Cette rhétorique est d’autant plus efficace qu’on ne peut pas l’invalider complètement par les discours rationnels que proposent les sciences sociales. Ce qui pose le problème de la « traduction » du langage savant dans des formes qui puissent toucher aussi les émotions du public, notamment dans les classes populaires.

La limite à laquelle se heurte la rhétorique des polémistes d’extrême droite, c’est que pris par leur propre jeu, ils ont tendance à confondre la réalité et le discours ; ce qui les expose à de sévères retours de manivelle, comme le montre le score d’Éric Zemmour à la présidentielle. (...)

Historiquement, on constate que c’est pendant les périodes de crise que progressent le plus les idées d’extrême droite. La montée du chômage, le déclassement, l’appauvrissement alimentent un mécontentement qui pousse beaucoup de citoyens vers les discours les plus extrémistes. Ce phénomène est aggravé lorsque se produit ce que certains appellent une « crise de civilisation » qui touche les croyances, les mœurs, les relations entre les gens.
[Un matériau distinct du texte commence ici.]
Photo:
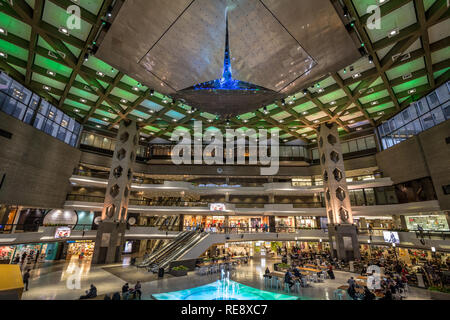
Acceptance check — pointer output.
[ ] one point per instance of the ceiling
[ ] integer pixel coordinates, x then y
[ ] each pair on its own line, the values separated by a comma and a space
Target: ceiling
361, 94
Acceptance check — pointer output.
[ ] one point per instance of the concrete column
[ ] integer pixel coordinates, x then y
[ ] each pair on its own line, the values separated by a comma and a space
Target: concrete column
342, 232
111, 230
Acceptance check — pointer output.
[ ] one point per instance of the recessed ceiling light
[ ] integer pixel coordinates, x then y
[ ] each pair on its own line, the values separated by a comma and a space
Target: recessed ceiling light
393, 32
64, 30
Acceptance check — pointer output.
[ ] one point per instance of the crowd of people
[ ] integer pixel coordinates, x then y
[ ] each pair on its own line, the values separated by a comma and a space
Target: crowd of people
128, 293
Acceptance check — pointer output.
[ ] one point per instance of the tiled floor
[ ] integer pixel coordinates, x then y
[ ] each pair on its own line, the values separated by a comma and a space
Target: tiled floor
58, 281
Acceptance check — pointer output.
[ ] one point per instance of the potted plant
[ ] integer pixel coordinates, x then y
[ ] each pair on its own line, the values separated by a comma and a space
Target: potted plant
179, 271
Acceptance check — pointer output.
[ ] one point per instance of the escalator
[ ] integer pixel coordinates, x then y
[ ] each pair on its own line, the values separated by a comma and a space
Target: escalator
170, 252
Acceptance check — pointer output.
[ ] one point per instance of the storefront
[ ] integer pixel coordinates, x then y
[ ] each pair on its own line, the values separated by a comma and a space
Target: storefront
215, 223
427, 222
80, 249
306, 222
6, 254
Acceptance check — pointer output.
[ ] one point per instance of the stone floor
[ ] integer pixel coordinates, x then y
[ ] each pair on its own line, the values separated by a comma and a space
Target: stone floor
69, 280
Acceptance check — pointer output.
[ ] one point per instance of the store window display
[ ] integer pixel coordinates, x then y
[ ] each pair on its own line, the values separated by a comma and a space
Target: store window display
428, 222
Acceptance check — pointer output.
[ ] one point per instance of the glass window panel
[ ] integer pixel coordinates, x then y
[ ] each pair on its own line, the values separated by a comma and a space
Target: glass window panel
5, 82
359, 197
370, 197
433, 100
443, 92
386, 128
398, 120
446, 109
344, 146
417, 126
352, 146
361, 144
427, 121
39, 122
20, 93
406, 116
392, 125
44, 108
19, 111
412, 111
9, 105
73, 140
3, 97
34, 102
61, 134
68, 137
52, 112
98, 142
370, 142
410, 131
71, 124
438, 116
28, 116
58, 116
421, 107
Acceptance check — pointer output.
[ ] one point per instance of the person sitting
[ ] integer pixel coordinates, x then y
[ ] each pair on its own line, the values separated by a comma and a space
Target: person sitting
92, 293
288, 279
267, 273
297, 273
368, 295
116, 296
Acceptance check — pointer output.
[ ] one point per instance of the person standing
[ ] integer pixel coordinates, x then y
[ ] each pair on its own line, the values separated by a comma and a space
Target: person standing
137, 289
26, 279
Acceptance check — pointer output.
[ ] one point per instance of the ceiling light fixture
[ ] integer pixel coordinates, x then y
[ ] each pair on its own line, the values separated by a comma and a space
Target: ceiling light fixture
64, 30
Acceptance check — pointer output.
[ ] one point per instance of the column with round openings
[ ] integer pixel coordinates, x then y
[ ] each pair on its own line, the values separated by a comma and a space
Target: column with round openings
342, 232
111, 231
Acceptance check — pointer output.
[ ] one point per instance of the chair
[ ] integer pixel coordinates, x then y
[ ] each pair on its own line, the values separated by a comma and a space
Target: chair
338, 294
275, 282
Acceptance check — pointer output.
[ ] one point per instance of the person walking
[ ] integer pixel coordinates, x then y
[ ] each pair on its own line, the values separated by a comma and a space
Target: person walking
26, 279
137, 289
Cette montée de l’angoisse collective est exploitée par les polémistes d’extrême droite car, comme le montre la comparaison des écrits de Drumont et Zemmour, leur point commun tient dans une rhétorique apocalyptique, conçue comme une prophétie annonçant l’anéantissement du « nous » Français. (...)
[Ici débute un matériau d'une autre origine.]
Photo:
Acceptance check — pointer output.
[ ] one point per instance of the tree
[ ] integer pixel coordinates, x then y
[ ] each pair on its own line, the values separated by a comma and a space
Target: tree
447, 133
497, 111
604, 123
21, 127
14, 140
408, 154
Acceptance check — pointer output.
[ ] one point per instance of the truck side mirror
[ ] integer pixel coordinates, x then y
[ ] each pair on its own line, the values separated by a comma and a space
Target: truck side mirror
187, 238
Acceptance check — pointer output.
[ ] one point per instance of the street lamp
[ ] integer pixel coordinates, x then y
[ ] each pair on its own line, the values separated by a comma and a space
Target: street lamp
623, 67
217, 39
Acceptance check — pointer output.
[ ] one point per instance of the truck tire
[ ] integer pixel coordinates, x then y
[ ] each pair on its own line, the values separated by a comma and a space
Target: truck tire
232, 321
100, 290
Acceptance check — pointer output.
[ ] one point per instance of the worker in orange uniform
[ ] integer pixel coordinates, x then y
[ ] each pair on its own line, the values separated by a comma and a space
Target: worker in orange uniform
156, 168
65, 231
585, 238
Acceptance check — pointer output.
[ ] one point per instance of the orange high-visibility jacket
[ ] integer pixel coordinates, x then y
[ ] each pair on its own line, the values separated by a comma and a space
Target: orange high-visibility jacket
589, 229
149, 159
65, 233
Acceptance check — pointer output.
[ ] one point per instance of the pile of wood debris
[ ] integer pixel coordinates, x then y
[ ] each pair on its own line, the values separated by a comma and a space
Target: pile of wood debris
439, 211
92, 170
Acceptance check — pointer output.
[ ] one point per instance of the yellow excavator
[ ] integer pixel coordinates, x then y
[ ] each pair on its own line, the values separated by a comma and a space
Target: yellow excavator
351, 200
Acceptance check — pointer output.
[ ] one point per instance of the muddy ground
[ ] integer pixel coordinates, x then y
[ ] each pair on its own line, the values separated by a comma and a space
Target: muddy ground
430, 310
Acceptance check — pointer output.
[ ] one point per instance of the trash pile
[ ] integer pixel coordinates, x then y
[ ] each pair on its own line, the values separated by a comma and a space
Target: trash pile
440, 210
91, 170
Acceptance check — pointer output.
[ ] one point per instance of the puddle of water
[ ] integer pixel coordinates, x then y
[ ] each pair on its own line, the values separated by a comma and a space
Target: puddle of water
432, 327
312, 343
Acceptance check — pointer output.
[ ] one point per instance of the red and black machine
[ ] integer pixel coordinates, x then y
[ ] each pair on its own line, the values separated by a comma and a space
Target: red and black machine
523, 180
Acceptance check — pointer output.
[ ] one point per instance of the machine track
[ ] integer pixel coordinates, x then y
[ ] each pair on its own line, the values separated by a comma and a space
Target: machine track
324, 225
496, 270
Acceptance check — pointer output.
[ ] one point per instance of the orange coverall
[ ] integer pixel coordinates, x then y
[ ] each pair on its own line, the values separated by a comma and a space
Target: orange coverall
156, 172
Mais dans une société comme la nôtre, la crédibilité de ce genre de récits s’explique aussi parce qu’ils s’appuient sur le sens commun véhiculé par les grands moyens d’information. (...)

Ce n’est pas le « goût du spectacle » qui pousse surtout celles et ceux qui dominent le champ médiatique à diffuser des stéréotypes spectaculaires, mais des raisons d’ordre économique. Elles concernent l’emprise de plus en plus grande du capitalisme dans le monde de l’information. J’ai montré en effet que les lois de Jules Ferry sur la liberté de la presse et sur l’école avaient permis une extension brutale du marché de la littérature imprimée. Du coup, de nouveaux quotidiens fondés avec d’importants capitaux ont été créés, qui se sont livré une concurrence acharnée pour accroître leur audience. Les patrons de ces grands journaux ont vite compris que la rubrique qui attirait le plus de lecteurs était celle des faits divers : un criminel, une victime et un juge (ou un policier), voilà le type de récit qui stimule les ventes. C’est ce qui a conduit à ce que j’appelle la « fait diversion » de la politique, tendant à présenter l’actualité en mobilisant ce type de récit. Édouard Drumont a été le premier polémiste qui a su tirer profit de cette nouvelle conjoncture, en multipliant les scandales pour pouvoir exister publiquement. Les personnalités qu’il insultait constamment dans ses livres et ses articles l’ont fréquemment provoqué dans des duels à l’épée ou au pistolet, duels dont la presse a abondamment parlé. Ce fut l’un des moyens essentiels grâce auquel La France juive, qu’il avait publié au départ quasiment à compte d’auteur, est devenue un best-seller de l’époque.

C’est le même genre de provocations qui a fait la notoriété d’Éric Zemmour (sauf que les « duels » ont lieu désormais sur les plateaux de télévision). Cette logique a bien sûr été amplifiée par la naissance des chaînes d’information en continu et des réseaux sociaux. Il faut toutefois souligner qu’il s’agit surtout désormais d’une violence verbale. (...)

Mon hypothèse est que la forme du clivage droite/gauche est toujours dépendante du système de communication qui domine à une époque donnée. L’opposition entre partis de droite et partis de gauche est née à la fin du XIXe siècle, au moment même où s’est imposée la presse écrite. Les journaux ont servi à relier les individus appartenant à un même parti, voire à un même électorat. On peut penser que le développement des réseaux sociaux est en train de reconfigurer les formes d’interdépendance qui lient les citoyens à ceux qui les représentent en transformant du même coup la définition des clivages entre la droite et la gauche.